Commissioned for marimbist Eduardo Leandro and violinist Yeon-Su Kim, this duet for marimba and violin pays tribute to Saint Catherine, one of the most popular saints in the Middle Ages. Catherine’s Wheel quotes several pieces of music about St. Catherine, including Gregorian chant melodies, the hymn “Faith Of Our Fathers” and Gaude Virgo Katherina by 15th century English composer John Dunstable.
“Catherine’s Wheel” is a work that has many intriguing moments throughout its 15-minute length. Each moment feels like a snippet in time that exclusively calls your attention as if all the previous moments had never existed, making this piece an interesting addition to a repertoire steadily paved by the legacy of Marimolin.
“Catherine’s Wheel” is written for marimba and violin and requires considerable four-mallet technique as well as extended techniques for the violin. It is laid out as a through-composed work that explores timbre in drastic ways within the violin, but it is far more reserved in its timbrel approaches to the marimba sticking to normal play areas and sound production techniques.
Lansing D. McLoskey manages to integrate the violin and marimba quite successfully at the outset with the two instruments continuously at odds, often creating polyrhythmic and polytonal textures that are full of harmonic surprises. However, in measure 79 the piece shifts entirely in character to a haunting, modal, chant-like melody that contrasts significantly with the post-tonal introduction. While the latter half of the piece is attractive, the shift in complexity leaves the piece feeling slighty disjoined, which given its subject matter of St. Catherine — a 4th century Christian martyr who, acording to legend, was ordered to death by Maxentius on the breaking wheel, only to be blessed with the wheel’s self-destruction — may have been the intention.

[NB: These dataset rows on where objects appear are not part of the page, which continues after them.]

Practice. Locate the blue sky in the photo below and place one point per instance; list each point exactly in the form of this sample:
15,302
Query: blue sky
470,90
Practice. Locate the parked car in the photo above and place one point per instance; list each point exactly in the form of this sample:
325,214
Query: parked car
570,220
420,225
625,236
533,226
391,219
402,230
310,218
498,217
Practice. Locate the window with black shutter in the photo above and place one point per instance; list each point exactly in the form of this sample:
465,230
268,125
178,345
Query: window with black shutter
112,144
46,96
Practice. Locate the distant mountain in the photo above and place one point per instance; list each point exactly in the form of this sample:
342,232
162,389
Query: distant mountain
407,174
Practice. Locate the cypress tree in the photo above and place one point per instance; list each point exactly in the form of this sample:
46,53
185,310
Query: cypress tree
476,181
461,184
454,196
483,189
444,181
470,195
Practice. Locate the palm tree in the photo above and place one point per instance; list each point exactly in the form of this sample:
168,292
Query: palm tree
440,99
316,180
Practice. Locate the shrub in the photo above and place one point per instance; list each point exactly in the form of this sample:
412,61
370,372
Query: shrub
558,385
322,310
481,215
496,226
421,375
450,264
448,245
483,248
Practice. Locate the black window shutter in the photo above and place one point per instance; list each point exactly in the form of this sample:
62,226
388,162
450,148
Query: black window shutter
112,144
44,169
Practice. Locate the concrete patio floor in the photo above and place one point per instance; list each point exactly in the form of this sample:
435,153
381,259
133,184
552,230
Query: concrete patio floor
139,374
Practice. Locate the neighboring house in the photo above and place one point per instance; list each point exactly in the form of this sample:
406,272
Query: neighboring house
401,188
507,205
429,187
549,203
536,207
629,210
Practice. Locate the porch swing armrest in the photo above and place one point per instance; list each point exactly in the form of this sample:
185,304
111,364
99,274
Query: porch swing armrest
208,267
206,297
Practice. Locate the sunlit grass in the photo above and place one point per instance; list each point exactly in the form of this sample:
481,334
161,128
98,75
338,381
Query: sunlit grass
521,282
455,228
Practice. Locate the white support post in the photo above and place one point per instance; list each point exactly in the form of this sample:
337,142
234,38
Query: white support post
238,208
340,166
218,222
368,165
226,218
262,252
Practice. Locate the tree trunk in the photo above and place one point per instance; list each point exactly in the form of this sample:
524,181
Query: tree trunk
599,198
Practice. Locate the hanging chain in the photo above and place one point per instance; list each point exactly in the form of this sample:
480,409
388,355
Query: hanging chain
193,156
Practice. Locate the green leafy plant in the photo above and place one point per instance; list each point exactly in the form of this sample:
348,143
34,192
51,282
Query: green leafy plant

Despite its unique structure, “Catherine’s Wheel” is a promising work from an established composer whose works have received international renown, adding a needed work to the mixed-instrumentation repertoire for percussion. As a lengthy work for mixed instrumentation, this piece would be appropriate for a graduate student or professional performer as a unique complement to a recital or concert looking for a work that may push the audience, but at the same time leave them with a modal ending that is relatively accesible. There are many technical sections that would prove interesting to approach, including the abundance of polyphony within the marimba part, at times implied, but during the latter half of the pice there is true polyphony with two simultaneous independent lines, which would prove a worthy challenge.